Naturalmente, me muero de hambre hasta perecer. ¿Naturalmente? No, amigo, eso no tiene sentido.

(“Mira, muchacho, si quieres pagar tus deudas tienes que salir en busca de un trabajo”.)

Yo tengo trabajo. Soy poeta. ¿Por qué tengo que hacer también el trabajo de otro? ¿Quieren que sea carpintero? Soy un pésimo carpintero. ¿Alguien le pide a un carpintero que escriba mis poemas?

Aunque de pronto estoy trabajando 20 horas diarias en un barco pesquero (es un bello trabajo y tiene su gracia, pero ése es otro cuento, por qué no gano el dinero suficiente en esa labor, ese es otro cuento). Y luego me doy cuenta de que no he escrito un poema en ocho meses. Estoy muy cansado. Todavía no puedo pagar mis deudas, 125 dólares al mes en San Francisco; la frugalidad es uno de los trucos de la ocupación del poeta.

Mientras tanto, los editores (“Lo siento, no hay dinero para los poetas”) imprimen mis poemas —muchas veces leo mi poesía en público (todo es beneficioso, pero no tengo pan para comer) etcétera, etcétera, etcétera.

Me arruino. Mi cerebro, literalmente, mordisquea bajo la extrañeza de ser poeta con éxito en tanto que ÉSE ES MI TRABAJO (todos están de acuerdo en que es un oficio bueno y noble y todo eso) repudiado.

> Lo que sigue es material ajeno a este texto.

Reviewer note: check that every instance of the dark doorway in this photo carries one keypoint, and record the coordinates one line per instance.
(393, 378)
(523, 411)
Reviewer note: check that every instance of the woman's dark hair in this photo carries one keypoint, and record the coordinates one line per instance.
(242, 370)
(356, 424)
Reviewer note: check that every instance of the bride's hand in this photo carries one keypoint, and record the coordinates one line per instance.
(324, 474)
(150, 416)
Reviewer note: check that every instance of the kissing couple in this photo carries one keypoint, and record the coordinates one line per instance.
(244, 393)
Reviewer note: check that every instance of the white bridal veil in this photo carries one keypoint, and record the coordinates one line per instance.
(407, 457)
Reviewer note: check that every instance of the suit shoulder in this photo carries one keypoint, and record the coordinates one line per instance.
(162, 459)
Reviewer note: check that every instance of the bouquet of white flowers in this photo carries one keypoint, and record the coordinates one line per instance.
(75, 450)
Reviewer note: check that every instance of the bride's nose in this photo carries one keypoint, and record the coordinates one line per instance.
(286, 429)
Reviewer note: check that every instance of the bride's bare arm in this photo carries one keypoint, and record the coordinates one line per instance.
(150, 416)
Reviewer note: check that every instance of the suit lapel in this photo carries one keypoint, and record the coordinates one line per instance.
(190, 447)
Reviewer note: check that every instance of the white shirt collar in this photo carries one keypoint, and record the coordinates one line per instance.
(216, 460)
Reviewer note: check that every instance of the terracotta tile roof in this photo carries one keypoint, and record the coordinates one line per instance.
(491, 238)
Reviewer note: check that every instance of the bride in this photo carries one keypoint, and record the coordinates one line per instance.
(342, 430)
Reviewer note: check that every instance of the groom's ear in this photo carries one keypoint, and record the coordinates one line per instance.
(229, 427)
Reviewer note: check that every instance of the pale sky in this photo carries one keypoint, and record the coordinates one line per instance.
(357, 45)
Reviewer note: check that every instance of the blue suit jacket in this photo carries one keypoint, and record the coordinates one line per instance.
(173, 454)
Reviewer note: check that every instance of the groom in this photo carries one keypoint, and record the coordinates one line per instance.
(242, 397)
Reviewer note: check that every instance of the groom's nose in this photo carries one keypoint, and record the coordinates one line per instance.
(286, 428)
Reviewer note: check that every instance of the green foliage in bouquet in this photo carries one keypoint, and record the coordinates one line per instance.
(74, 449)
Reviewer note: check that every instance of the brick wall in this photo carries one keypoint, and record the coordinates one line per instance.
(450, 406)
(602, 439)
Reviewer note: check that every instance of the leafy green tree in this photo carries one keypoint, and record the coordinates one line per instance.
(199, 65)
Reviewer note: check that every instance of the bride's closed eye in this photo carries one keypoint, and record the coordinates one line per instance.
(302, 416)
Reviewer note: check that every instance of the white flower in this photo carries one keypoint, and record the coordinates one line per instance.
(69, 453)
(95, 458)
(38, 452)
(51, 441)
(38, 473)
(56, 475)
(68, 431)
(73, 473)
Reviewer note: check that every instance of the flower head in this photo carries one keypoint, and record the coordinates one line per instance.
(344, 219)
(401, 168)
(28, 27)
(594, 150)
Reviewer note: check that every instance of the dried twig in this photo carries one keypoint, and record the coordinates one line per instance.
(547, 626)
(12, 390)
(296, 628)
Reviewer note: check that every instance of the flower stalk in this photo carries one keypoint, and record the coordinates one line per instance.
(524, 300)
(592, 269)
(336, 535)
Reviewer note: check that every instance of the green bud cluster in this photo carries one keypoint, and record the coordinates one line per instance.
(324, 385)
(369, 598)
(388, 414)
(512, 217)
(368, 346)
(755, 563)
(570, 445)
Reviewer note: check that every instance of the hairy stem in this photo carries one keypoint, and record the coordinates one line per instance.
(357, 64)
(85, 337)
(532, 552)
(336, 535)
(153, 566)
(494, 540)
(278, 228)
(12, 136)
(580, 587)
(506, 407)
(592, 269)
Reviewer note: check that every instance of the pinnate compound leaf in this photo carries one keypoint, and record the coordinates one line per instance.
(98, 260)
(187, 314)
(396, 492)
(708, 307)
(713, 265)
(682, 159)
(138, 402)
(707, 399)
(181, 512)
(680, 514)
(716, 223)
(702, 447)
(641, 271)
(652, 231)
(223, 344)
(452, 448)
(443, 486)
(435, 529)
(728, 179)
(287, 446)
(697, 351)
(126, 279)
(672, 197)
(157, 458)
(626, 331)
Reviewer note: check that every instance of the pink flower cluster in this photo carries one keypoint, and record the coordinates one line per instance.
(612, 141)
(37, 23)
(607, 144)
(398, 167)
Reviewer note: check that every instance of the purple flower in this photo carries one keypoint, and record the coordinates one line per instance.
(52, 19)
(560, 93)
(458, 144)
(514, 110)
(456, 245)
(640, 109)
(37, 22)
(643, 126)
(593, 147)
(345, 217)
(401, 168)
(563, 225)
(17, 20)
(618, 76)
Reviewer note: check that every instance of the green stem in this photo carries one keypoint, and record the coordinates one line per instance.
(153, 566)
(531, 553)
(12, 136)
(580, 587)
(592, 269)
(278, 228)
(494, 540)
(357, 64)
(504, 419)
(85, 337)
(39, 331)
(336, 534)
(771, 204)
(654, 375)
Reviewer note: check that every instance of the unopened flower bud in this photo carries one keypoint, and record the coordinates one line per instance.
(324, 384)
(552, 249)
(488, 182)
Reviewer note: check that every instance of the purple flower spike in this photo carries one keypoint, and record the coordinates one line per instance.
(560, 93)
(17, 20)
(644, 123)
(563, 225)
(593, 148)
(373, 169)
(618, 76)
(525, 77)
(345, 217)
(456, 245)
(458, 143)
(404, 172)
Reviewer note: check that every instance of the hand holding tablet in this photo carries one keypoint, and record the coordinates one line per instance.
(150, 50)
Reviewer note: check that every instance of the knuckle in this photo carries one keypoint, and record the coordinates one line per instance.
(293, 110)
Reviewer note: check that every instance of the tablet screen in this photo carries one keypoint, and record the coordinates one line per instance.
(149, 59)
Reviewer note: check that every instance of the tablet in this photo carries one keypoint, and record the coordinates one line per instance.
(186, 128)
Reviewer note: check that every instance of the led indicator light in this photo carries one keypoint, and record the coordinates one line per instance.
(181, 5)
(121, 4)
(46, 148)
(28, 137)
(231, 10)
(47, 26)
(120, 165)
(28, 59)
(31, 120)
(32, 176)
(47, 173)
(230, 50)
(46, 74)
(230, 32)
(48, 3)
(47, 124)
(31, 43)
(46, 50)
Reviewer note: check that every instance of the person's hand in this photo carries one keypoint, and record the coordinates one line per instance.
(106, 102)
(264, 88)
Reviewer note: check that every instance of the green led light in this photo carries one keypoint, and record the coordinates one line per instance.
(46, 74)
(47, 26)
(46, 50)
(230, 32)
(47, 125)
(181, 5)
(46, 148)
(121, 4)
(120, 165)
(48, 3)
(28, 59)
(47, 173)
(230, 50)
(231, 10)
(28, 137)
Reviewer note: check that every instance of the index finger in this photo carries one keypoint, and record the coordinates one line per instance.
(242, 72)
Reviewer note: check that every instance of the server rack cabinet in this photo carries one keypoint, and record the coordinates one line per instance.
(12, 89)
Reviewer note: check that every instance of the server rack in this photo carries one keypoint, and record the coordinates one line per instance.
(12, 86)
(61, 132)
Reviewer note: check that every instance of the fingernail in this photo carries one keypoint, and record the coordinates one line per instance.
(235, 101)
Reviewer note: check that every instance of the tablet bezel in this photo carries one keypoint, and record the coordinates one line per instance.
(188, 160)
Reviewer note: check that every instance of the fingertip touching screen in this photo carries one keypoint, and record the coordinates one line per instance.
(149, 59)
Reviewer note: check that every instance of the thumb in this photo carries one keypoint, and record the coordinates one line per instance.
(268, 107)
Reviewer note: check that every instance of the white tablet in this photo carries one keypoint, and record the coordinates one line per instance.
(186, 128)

NÓTESE, POR FAVOR, que nada de lo dicho tiene que ver con la generación beat, con Estados Unidos, ni con los hipsters ni conformistas —es algo tan antiguo como Mozart. Esta contradicción yo la veo así: pan en contra del reloj de Mozart (“no le paguen a ese tipo, sería muy vulgar plantearse que su trabajo es inapreciable. Mejor regálenle un reloj. Pero asegúrense de grabar un mensaje en el reloj, para que el tipo ese no vaya a empeñarlo”).

Como dije, estoy arruinado. Me fui a vivir al bosque durante casi dos años. Viví en una choza ubicada a 740 kilómetros al norte de San Francisco. Ahí trabajé. Bebí agua de un manantial. La choza está cerca del río Salmón. No tuve deudas ni billetes. Bajo el amparo de aquel hogar.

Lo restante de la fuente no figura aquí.